10. Cross-Platform and Cross-Runtime Compatibility

Users run markuplint on Windows, varied CI OSes, and Deno/Bun. Review for environment assumptions:

Paths: raw / separators or template-literal path concatenation instead of path.join() / path.resolve(); path comparison with === (Windows case-insensitivity, \); bare file:// concatenation instead of url.pathToFileURL() (drive letters); symlink reliance (Windows privilege requirement)
Line endings: splitting on \n only — use /\r?\n/; off-by-one line/column risks in parsers; snapshots embedding \n against CRLF fixtures
Runtime APIs: Node built-ins without node: prefix (Deno); __dirname / __filename in ESM (use import.meta.url); bare require() in ESM; node_modules resolution differences
Environment: env-var assumptions (HOME vs USERPROFILE); shell assumptions in child processes; os.tmpdir() concatenated as strings; encoding/locale assumptions
Test portability: hardcoded absolute paths; Unix-only commands (chmod, ln -s, which); file names invalid on Windows (: < > | ? *); permission-based tests; separator-dependent snapshots. Platform-specific tests use conditional skips (test.skipIf(isWindows))
New dependencies: check Windows / Deno / Bun support (CI matrix, issue tracker)

Refactoring Suggestions

Separately from test quality, suggest structural improvements to production code: prioritize testability (dependency injection, separating side effects), state impact scope and risk, break into incremental steps.

Review Process

Understand the repository structure: test framework, layout, existing test patterns
Assess the scope: 3+ packages → integration test requirements apply (Perspective 7)
Check the test-to-code ratio: large feature, minimal test diff → red flag (Perspective 5)
Check breaking-change signals: breaking/migration mentions → verify existing tests changed (Perspective 6)
Scan platform/runtime assumptions (Perspective 10)
Read the test code: understand the spec from tests, check drift from production code
Identify issues across all perspectives
Report by priority, always pairing findings with rationale and a suggested fix

Review Report Format

## Review Summary

### 🔴 Critical Issues (Must Fix)
Issues directly impacting test reliability. Must be fixed before merge.

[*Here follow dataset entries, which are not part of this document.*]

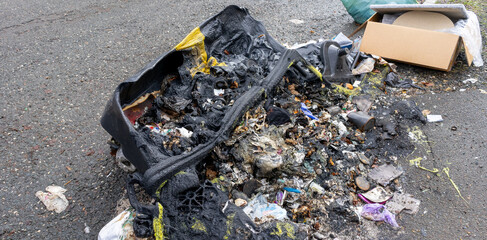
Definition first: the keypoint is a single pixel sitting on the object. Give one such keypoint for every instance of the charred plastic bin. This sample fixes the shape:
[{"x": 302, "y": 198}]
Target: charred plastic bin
[{"x": 202, "y": 87}]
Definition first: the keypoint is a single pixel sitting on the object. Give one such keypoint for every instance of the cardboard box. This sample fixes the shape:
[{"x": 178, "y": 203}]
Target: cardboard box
[{"x": 426, "y": 48}]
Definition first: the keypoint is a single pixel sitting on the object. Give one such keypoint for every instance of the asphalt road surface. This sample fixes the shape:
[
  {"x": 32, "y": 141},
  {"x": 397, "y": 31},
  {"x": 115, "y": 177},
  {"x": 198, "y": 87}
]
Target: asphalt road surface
[{"x": 61, "y": 61}]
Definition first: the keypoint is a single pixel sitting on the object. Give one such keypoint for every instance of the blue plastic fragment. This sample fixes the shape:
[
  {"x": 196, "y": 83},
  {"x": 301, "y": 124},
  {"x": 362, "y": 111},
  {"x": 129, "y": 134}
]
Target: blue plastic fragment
[
  {"x": 307, "y": 112},
  {"x": 292, "y": 190}
]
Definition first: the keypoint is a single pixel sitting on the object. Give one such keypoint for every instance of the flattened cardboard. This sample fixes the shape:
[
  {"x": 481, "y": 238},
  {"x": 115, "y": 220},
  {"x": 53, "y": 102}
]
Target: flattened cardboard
[{"x": 426, "y": 48}]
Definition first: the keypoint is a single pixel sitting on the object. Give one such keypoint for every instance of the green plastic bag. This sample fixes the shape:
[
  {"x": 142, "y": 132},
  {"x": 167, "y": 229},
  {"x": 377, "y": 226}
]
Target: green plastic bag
[{"x": 360, "y": 9}]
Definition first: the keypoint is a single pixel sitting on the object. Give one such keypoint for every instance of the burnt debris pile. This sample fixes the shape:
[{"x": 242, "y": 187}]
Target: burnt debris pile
[{"x": 236, "y": 136}]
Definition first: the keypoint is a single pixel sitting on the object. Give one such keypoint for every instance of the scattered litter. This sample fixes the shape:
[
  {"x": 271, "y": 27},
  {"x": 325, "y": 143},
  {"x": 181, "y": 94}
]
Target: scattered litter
[
  {"x": 243, "y": 120},
  {"x": 86, "y": 229},
  {"x": 307, "y": 112},
  {"x": 384, "y": 174},
  {"x": 378, "y": 212},
  {"x": 434, "y": 118},
  {"x": 364, "y": 159},
  {"x": 293, "y": 190},
  {"x": 120, "y": 227},
  {"x": 260, "y": 209},
  {"x": 447, "y": 172},
  {"x": 470, "y": 80},
  {"x": 54, "y": 198},
  {"x": 316, "y": 188},
  {"x": 240, "y": 202},
  {"x": 417, "y": 162},
  {"x": 403, "y": 202},
  {"x": 365, "y": 66},
  {"x": 362, "y": 120},
  {"x": 362, "y": 183}
]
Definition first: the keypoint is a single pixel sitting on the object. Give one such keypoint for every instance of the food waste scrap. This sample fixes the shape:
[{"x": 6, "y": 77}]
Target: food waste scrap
[{"x": 294, "y": 164}]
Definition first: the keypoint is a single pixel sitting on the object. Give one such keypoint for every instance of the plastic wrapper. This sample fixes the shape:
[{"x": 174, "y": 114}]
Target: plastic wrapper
[
  {"x": 469, "y": 30},
  {"x": 119, "y": 228}
]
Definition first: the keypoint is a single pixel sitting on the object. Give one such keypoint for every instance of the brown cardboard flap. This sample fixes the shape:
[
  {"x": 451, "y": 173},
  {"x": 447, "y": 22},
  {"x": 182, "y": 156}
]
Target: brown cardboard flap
[
  {"x": 467, "y": 53},
  {"x": 415, "y": 46}
]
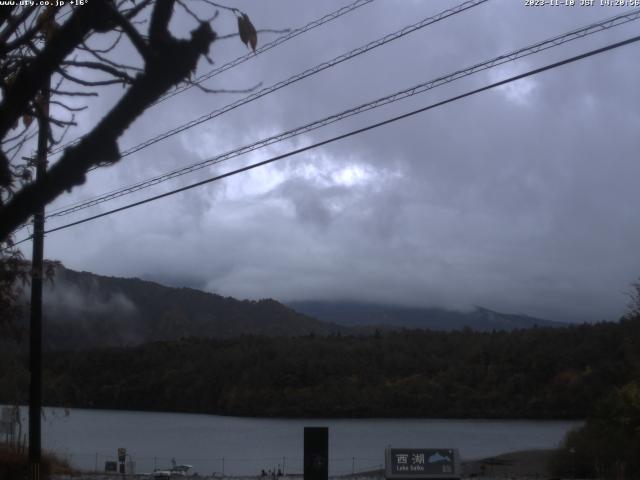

### 🟡 Recommended Improvements
Desirable for quality improvement. Can be addressed in the next iteration.

### 🟢 Suggestions
Ideas for further improvement. Optional.

### 📊 Coverage Improvement Ideas
A concrete list of test cases to add.

Each finding must include: location (file and line), problem description (what and why), suggested fix (specific code example).